Our proposed approach has three key advantages: (i) it isolates the research code from the commercial code into two separate computers (which could use different operating systems). (ii) It enables the research group to implement their code in their native development environment, as opposed to the one used by the commercial vendor (in this case BrainLAB AG), and (iii) it simplifies the stability testing for regulatory approval, as the commercial system needs only to demonstrate that no action on the part of the research system (as connected through the research interface) can adversely affect the procedure.

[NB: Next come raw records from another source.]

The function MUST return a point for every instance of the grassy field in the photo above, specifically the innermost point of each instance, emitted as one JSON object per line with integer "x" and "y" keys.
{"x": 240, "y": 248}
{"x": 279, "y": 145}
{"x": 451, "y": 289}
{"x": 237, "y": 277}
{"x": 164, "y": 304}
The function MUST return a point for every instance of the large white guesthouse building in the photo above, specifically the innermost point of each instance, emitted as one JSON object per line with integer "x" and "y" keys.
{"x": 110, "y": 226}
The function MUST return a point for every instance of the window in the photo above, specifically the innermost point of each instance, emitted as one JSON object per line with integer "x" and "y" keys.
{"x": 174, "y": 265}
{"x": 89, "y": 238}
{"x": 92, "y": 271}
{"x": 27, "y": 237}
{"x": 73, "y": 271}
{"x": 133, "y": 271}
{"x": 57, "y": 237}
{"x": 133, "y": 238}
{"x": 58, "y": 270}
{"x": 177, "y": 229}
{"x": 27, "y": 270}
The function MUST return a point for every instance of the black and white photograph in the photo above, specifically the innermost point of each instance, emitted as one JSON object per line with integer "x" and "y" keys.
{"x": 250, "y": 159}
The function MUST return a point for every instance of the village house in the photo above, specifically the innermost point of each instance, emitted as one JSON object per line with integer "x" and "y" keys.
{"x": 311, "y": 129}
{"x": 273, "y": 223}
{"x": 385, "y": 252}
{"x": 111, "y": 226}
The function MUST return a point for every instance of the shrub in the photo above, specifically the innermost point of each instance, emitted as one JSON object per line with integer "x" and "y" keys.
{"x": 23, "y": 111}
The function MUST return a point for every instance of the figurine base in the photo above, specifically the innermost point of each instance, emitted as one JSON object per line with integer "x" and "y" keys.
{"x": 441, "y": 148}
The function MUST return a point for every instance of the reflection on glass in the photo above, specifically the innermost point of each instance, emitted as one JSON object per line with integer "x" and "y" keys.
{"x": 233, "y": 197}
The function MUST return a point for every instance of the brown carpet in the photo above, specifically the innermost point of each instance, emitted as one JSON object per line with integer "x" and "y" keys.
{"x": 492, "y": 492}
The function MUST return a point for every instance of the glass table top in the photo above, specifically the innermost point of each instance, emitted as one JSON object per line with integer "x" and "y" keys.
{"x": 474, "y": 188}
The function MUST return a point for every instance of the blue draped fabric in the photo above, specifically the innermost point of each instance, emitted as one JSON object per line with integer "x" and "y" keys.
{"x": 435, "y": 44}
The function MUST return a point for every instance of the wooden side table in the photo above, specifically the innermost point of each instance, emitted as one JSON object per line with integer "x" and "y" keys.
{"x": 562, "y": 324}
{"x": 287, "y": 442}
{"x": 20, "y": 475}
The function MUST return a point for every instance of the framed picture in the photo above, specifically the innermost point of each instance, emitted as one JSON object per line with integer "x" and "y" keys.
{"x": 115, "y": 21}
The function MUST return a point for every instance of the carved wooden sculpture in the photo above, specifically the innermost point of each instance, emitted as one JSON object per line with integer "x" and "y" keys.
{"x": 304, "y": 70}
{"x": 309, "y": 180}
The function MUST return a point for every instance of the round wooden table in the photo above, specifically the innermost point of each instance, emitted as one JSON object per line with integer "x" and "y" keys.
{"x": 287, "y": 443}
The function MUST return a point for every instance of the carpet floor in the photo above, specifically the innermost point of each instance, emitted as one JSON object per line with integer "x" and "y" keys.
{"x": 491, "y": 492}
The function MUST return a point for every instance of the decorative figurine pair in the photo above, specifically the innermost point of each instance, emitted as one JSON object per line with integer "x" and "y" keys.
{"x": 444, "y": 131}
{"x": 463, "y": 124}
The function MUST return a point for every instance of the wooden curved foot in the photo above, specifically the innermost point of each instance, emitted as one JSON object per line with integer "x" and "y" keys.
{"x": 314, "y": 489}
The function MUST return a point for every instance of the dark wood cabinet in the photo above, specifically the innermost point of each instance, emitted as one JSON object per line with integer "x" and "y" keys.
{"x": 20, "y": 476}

The key idea in this method is that, via the research interface, the feasibility of new approaches and image analysis algorithms can be clinically evaluated during actual procedures to demonstrate their robustness in realistic conditions, as opposed to simply testing procedures in the laboratory. Once the robustness and accuracy of the proposed methodology is established, such methodology can then be migrated from the research configuration to the product development stage and potentially be integrated directly into an IGS system, prior to approval for actual clinical use. The research interface approach allows for rapid prototyping of new concepts. This proposed approach also has the additional advantage of easier acceptance by the surgeons over the custom IGS system approach in that it enables them to operate using the familiar setup that they use daily, as opposed to having to learn a different system for certain procedures, simply for the needs of image analysis research. This is a critical advantage in facilitating researcher/surgeon interaction especially given the usually limited space in the operating room, which often prohibits the introduction of additional equipment in the vicinity of the patient simply for research purposes. Using the research interface approach, the surgery can proceed normally, while the research system can be evaluated on the side with little disruption to the clinical routine.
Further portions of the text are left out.